John Scurr - Hi John and thank you so very much for your exceedingly interesting comment. I am sorry though you spent so much time guide book searching - know the feeling well as a lot of my books and holiday guidebooks maps etc. are in storage boxes and it is a nightmare when I want to find something!

I've got the Hanbury Guide to hand though and will type up what it says about the Vernon Arms. First of all it confirms your thought about the overmantel being Jacobean. "The Long Gallery is paralleled with two striking Jacobean overmantels. The first is partly made up from woodwork from a church framing a canvased painted with the Vernon Arms and it stands over an original marbled chimneypiece of about 1700. (The 2nd overmantel possibly started life as a abed-head at Tickenhill House, the palace meant for James I's eldest son Prince Henry in nearby Bewdley.)"

There is also a small bit of info on the Vernon Arms and I will quote again from guidebook. "The Vernon family arms of three sheaves of wheat are very similar to the arms of the town of Vernon-sur-Seine in Normandy, France, from which the family originally hailed. The description of the Vernon Arms displayed in the Long Gallery, using the traditional language of heraldry is as follows" Or, a fesse azure with three sheaves or thereon and a crosslet fitchy gules in chief". Translated this means that there is a golden background, on top of which is a broad horizontal band in blue. On this and are three golden sheaves of wheat, surmounted by a cross with a smaller cross at the end of each arm, the cross with a dagger-like end in red!".
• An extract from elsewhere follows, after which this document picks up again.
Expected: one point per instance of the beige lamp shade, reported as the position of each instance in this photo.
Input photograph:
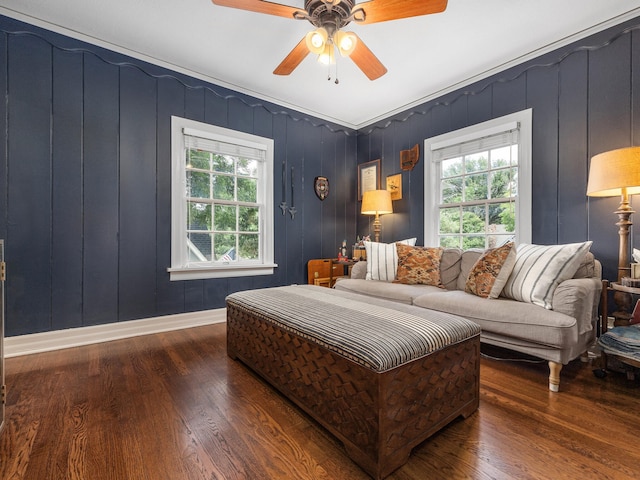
(613, 171)
(376, 202)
Hope that is of interest! :) When I return, although will probably be next year, I will try and find out more i.e. when the garden was restored, portraits of Emma and any more Coats of Arms. Also must visit the church - perhaps she was interred there?? and there may well be more info to find. I thought the Emma story would make the superb subject for a book!Even if only a work of fiction.

Another thought re: your interest in heraldry. Do you visit Baddesley Clinton - lots of heraldic glass there. Somewhere...............!! I have a book I once bought from there explaining all the heraldry in the glass - a really fascinating subject :) If I can find the book (recently moved hundreds if not thousands of books downstairs to a huge floor to ceiling bookcase which covers one wall) and I think it is in there somewhere) will leave another comment here with more details.

Thanks so much again.

Thanks so much again John

Ragged Robin said...

Found it! :) its called "Heraldry at Baddesley Clinton" 2nd ed. Published by National Trust 2013 Copywright Clem Hindmarch and Mary Tweddle 2013. The intro mentions the wealth of armorial glass and shields in BC house and church. There are 170+ shields of arms, representing members/marriages of Ferrers and Derlings from 11th century onwards. There are 81 plus pages and lots of colour illustrations and explanations of the glass etc. I think, from memory, it was quite dear around £10? I also have a vague memory that there were other booklets also about the arms etc. but I couldn't afford to buy all of them. Not sure if you can still buy it - I seem to remember it was on sale in the second hand bookshop area (even though it is a new book).